Viability Assessment

FactorAssessment
Financial HealthModerate (Kochava-backed internal project)
Market PositionNiche (MCP-focused differentiator)
Innovation PaceActive (237 commits, active development)
Community/EcosystemLimited (10 stars, single maintainer)
Long-term OutlookUncertain (depends on Kochava commitment)

Skwad is an interesting technical experiment from a stable company. The MCP focus is genuinely differentiated, but the project's viability depends on whether Kochava continues investing in it as more than a side project.
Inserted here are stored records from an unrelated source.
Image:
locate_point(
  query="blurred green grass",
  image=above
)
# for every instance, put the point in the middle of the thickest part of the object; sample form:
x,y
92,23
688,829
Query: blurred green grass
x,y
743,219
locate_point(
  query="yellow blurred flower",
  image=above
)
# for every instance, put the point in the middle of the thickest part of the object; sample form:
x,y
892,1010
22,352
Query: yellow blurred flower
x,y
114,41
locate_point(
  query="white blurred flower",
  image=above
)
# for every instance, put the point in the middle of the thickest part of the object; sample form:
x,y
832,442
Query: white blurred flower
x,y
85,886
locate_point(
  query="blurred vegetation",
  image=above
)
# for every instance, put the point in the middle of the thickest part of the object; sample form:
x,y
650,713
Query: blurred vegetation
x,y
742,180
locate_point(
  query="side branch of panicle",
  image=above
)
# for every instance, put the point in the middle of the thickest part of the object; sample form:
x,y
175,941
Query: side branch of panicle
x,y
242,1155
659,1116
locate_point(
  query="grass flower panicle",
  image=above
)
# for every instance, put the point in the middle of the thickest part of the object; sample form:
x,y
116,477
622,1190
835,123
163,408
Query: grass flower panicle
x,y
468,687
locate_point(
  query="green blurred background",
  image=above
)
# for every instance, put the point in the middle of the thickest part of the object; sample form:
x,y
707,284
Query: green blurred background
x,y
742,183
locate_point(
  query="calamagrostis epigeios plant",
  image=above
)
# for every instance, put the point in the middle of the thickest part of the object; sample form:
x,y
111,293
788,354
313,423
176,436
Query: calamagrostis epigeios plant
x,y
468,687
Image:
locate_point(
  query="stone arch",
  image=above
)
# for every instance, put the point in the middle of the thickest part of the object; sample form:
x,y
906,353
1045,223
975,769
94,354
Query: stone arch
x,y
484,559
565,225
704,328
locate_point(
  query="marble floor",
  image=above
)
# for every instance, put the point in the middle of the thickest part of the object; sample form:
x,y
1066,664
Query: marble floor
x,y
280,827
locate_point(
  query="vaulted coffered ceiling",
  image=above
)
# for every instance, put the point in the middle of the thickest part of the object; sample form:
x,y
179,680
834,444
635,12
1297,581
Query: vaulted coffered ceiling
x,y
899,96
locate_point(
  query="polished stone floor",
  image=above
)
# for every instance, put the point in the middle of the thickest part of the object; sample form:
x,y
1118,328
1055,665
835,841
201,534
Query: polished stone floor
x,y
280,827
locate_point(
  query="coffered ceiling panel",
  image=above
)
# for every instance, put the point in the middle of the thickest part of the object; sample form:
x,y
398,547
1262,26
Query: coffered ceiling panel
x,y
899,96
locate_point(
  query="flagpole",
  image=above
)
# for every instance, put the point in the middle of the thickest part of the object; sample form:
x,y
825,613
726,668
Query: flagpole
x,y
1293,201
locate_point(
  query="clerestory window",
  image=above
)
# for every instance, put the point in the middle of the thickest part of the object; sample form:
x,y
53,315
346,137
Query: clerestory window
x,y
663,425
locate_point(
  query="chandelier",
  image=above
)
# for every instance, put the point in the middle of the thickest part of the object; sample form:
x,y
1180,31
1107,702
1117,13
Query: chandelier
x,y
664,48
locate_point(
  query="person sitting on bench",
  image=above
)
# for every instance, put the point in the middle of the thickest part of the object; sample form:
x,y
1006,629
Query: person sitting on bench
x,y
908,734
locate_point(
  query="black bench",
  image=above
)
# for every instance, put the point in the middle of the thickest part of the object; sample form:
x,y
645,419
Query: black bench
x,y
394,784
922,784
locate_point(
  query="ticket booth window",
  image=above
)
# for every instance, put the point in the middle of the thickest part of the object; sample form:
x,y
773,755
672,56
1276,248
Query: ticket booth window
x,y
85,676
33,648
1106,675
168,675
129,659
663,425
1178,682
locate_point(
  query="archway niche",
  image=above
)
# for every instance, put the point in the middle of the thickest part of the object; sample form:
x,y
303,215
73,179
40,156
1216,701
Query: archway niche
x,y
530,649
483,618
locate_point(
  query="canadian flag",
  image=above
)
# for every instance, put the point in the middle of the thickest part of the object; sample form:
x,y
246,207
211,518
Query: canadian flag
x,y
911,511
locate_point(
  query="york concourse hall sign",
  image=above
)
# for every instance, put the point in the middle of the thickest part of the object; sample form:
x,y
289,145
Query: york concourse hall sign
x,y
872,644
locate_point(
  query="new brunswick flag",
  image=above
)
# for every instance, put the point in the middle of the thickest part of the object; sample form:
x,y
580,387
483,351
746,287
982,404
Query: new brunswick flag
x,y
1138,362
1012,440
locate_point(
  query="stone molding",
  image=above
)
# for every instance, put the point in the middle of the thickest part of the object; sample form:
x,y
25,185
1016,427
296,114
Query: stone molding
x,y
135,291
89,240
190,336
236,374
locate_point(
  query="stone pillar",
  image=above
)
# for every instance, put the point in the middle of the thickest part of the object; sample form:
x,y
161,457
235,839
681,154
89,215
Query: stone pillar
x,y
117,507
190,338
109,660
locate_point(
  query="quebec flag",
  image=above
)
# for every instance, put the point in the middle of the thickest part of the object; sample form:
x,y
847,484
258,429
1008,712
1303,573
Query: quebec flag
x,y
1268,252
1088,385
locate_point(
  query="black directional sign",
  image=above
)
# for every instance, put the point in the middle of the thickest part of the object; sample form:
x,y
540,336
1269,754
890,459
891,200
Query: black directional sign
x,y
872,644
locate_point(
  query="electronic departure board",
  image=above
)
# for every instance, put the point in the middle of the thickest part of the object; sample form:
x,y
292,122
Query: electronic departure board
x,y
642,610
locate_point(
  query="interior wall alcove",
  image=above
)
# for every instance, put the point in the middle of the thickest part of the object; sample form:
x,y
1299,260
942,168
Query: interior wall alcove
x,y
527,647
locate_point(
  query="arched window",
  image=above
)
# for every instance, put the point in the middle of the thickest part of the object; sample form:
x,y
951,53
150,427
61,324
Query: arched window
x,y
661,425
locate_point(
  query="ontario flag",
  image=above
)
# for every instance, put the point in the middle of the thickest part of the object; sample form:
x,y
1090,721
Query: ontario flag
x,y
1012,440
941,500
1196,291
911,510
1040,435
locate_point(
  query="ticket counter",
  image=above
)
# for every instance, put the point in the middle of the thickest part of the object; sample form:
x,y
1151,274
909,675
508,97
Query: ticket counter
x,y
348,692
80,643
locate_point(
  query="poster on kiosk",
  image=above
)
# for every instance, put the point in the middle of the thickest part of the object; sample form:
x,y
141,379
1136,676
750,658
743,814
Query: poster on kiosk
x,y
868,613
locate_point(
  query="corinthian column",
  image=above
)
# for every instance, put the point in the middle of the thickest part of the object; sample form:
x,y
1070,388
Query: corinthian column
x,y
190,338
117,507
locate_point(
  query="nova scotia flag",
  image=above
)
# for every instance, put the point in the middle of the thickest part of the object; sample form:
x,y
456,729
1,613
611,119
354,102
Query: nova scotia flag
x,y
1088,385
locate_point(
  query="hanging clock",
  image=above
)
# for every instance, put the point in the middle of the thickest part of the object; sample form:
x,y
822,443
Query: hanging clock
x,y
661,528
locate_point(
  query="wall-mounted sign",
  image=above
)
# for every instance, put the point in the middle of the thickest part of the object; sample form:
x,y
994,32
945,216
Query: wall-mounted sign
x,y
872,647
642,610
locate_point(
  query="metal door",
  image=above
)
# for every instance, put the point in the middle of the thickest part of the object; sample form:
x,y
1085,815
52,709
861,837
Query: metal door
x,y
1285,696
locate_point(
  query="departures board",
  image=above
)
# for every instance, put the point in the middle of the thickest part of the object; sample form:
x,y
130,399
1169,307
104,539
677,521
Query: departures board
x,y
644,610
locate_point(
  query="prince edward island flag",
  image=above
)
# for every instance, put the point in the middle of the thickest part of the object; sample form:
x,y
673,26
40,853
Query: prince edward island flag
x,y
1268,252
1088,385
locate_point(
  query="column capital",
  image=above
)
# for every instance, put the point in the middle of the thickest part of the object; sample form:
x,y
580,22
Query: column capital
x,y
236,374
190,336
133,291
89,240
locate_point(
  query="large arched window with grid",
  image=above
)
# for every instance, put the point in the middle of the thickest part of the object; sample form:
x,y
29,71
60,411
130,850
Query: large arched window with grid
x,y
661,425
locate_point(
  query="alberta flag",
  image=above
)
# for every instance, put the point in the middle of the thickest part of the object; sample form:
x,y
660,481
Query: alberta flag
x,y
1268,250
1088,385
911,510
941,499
Nicolas Bonamy has built several open-source tools (including Witsy, a desktop AI assistant), suggesting sustained interest in the space.


Bottom Line

Skwad is worth watching for its unique MCP-based agent coordination approach.

Recommended for: Developers exploring multi-agent coordination patterns who value open source and don't mind early-stage tools.

Not recommended for: Teams needing production-ready stability or cross-platform support.

Outlook: The MCP-first approach is genuinely novel. If the project gains traction and community contributors, it could become the reference implementation for agent coordination. More likely, the core ideas will influence other tools even if Skwad itself remains niche.